Portanto, os riscos de efeitos colaterais baseados em escolhas, especialmente associadas ao processo de inovação tecnológica, não é algo novo. A “Sociedade de Risco”, título da obra clássica do filósofo Ulrich Beck, lançada em 1986, logo após o acidente nuclear de Chernobyl, alerta sobre os riscos e potenciais de autoameaça[19], numa medida até então desconhecidos, do processo de modernização (BECK, 2010, p. 23). De uma forma perspicaz, Beck (2010) alerta sobre o novo modelo de desenvolvimento, que incorpora o emprego de tecnologias e não utiliza mais exclusivamente a extração natural, gerando um processo de modernização reflexivo[20], que se converte em tema e problema.

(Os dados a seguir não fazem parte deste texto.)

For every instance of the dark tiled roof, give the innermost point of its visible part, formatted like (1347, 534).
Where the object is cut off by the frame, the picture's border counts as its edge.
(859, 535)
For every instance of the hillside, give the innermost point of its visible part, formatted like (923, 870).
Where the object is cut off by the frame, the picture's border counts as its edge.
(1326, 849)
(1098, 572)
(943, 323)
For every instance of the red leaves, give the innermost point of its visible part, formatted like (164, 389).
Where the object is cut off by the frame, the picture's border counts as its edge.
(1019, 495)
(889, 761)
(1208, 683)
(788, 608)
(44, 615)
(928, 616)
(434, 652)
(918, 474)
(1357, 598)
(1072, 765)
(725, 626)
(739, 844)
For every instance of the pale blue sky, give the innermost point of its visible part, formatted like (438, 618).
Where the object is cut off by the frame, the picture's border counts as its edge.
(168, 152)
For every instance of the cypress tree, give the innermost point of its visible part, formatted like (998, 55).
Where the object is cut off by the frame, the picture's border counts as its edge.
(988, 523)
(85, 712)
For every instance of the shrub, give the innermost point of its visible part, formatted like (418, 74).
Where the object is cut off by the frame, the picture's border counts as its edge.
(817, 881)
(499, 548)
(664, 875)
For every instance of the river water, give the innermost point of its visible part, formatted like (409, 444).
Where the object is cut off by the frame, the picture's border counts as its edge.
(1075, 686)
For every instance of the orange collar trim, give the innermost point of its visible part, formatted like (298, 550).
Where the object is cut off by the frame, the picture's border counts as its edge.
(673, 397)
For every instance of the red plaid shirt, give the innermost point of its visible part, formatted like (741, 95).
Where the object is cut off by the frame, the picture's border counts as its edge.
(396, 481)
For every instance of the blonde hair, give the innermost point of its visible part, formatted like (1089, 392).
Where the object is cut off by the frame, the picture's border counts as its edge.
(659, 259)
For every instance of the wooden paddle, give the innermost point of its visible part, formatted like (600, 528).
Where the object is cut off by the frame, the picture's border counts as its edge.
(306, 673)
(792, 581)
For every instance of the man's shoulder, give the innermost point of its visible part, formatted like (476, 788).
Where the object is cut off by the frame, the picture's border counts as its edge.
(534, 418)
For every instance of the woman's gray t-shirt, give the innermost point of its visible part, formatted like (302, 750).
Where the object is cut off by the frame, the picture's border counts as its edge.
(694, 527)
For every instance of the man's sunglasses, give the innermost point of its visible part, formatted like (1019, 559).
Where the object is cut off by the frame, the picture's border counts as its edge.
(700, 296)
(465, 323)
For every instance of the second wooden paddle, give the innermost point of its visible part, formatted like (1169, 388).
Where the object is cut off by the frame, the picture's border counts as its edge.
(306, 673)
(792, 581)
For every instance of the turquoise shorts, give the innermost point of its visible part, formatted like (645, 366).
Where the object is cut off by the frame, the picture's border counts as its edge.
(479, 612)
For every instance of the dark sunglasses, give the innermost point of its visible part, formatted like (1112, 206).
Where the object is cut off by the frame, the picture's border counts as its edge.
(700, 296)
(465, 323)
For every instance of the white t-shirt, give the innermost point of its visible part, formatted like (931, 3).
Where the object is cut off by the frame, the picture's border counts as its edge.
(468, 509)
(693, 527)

Interessante observar que a sociedade de risco, desenhada por Beck, não é uma crise ou uma revolução, mas surge a partir das vitórias do capitalismo, que exige um dinamismo industrial extremamente veloz, que se sobrepõe a discussões e decisões políticas de parlamentares e governos. Portanto, para o autor, esta sociedade não é uma opção de escolha numa disputa política; ela surge na continuidade dos processos de modernização autônoma, que são cegos e surdos a seus próprios efeitos e ameaças (BECK, GIDDENS, LASH, 1997).

A tese central da sociedade de risco, segundo Beck (2003, p. 119), “é a de que a progressiva radicalização dos processos de modernização, 'tecnicização' e 'economicização' gera consequências que erodem e põem em questão justamente esse programa institucionalizado de cálculo dos efeitos colaterais”. Outro fator que é mensurado neste cálculo, é a evidente “miopia econômica” da racionalidade técnica das ciências. “No esforço pelo aumento de produtividade, sempre foram e são deixados de lado os riscos implicados. A primeira prioridade da curiosidade científico-tecnológica remete à utilidade produtiva, e só então, num segundo passo, e às vezes nem isto, é que se consideram também as ameaças implicadas” (BECK, 2010, p. 73).

Atualmente, com a Quarta Revolução Industrial, que eclode na virada do século, os riscos persistem e tomam proporções que sequer conseguem ser mensuradas pelo ser humano. Beck (2018) refere que se vive a metamorfose do mundo, que implica numa transformação muito mais radical, em que velhas certezas da sociedade moderna estão desaparecendo e algo inteiramente novo emerge.

A teoria da metamorfose vai além da teoria da sociedade de risco mundial: ela não trata dos efeitos colaterais negativos dos bens, mas dos efeitos colaterais positivos dos males. Estes produzem horizontes normativos de bens comuns e nos impelem para além da moldura nacional, rumo a uma perspectiva cosmopolita (BECK, 2018, p. 16).

No início do século XXI, os espaços de ação são cosmopolizados, o que significa que o enquadramento da ação não é mais apenas nacional e integrado, mas global e desintegrado, contendo as diferenças entre regulações nacionais no direito, na política, na cidadania, nos serviços etc. A anterior sociedade industrial nacionalmente organizada está se metamorfoseando numa sociedade de risco mundial desconhecida (BECK, 2018).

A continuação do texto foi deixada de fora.